In Volusia County, a developer recently submitted plans to build homes at what was DeLand Country Club, which closed last year. The owners of the Casselberry Golf Club are considering selling their land to a developer. And the Winter Springs Golf Club closed in 2007.
But there are precautions that consumers can take before signing a contract on that new home — all of them falling under the "buyer beware" umbrella.
If the house you're purchasing is in a community with a homeowners association, use its officers as a resource. They can tell you about any restrictions of development in open areas, said Guillet. Those restrictions might be a homeowner's strongest protections.
•Find out, through your county or city offices, what kind of development, if any, adjacent land is designated for. That information is public record. So request the documents to see what the land might become. Or call your city or county commissioner and ask them.
"A home is the biggest purchase you are going to make," said Duke Woodson, a land-use
attorney in Orlando. "And you're going to be presented with a pile of papers [before closing on the sale]. And in that pile of papers, it's going to specify any deed restrictions.
"Try to get a comfort level, so ou know what you will be protected against."
Even then, there are no guarantees.
Last year, for example, the owners of the Casselberry Golf Club told city officials that their business was no longer profitable and were considering selling it to a developer.
But a 1973 deed restriction on the property states that if the golf course ever becomes "economically unfeasible," then the owner "shall convey the property, free of charge" to Casselberry, and the city shall maintain it as a conservation area.
However, the owners of the Casselberry Golf Club have since filed a lawsuit against the city seeking to overturn that deed restriction.
In turn, Casselberry city commissioners this month agreed to look into purchasing the golf course property and turning it into a park with nature trails.
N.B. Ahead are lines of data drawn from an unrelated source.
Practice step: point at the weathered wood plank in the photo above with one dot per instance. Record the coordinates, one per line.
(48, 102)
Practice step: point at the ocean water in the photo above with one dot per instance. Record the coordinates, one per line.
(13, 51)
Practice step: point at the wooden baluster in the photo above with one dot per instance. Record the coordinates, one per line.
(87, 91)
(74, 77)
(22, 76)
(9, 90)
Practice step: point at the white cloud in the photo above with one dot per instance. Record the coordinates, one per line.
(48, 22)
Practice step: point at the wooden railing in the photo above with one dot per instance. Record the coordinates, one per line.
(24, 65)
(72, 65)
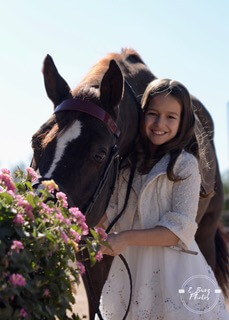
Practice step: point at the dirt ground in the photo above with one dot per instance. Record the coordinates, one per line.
(82, 305)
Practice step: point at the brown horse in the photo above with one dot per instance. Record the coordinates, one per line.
(74, 148)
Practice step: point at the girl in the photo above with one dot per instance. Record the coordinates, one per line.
(171, 279)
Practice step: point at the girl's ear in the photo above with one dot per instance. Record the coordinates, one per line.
(111, 89)
(56, 87)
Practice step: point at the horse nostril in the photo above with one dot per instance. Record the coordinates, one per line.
(100, 157)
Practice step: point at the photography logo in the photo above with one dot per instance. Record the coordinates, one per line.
(199, 294)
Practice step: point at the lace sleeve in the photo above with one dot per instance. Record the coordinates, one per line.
(185, 197)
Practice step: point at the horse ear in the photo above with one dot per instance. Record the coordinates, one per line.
(56, 87)
(111, 88)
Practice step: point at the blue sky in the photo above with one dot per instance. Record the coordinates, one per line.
(183, 40)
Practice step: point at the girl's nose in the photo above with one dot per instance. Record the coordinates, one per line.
(157, 120)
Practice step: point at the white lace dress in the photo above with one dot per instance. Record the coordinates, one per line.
(167, 284)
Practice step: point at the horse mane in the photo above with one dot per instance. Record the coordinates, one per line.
(91, 82)
(88, 88)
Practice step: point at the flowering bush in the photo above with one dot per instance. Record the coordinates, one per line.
(39, 239)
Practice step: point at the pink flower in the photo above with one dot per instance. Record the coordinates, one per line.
(31, 174)
(99, 256)
(101, 233)
(77, 214)
(17, 246)
(17, 280)
(24, 204)
(62, 199)
(6, 171)
(6, 180)
(59, 216)
(75, 235)
(80, 267)
(46, 209)
(84, 228)
(19, 219)
(64, 236)
(50, 185)
(23, 313)
(46, 293)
Joyce Potts, a longtime property appraiser and owner of Southern Appraisal Group, said it's hard to tell if home values in a golf course community will go up or down if new homes are built on the old fairways and greens. It might depend on whether the new homes are compatible with the existing ones.
Preliminary plans for the Sabal Point golf course do not show how many homes and town
houses will be built. Officials with the land-planning firm CPH, which is representing the property owner, Golf Brooke LLC, said it will likely be more than a year before new homes are approved.
Still, Hunicke said that most Sabal Point homeowners will accept some development, as long as it's compatible — including in size and price range — with the existing homes. And any new development should include plenty of open space.
"People moved to Sabal Point because of that open space that the golf course offered," Hunicke said. "But even people that don't live on the course are very concerned because of an increase in traffic and congestion and the loss of open space that new homes would bring."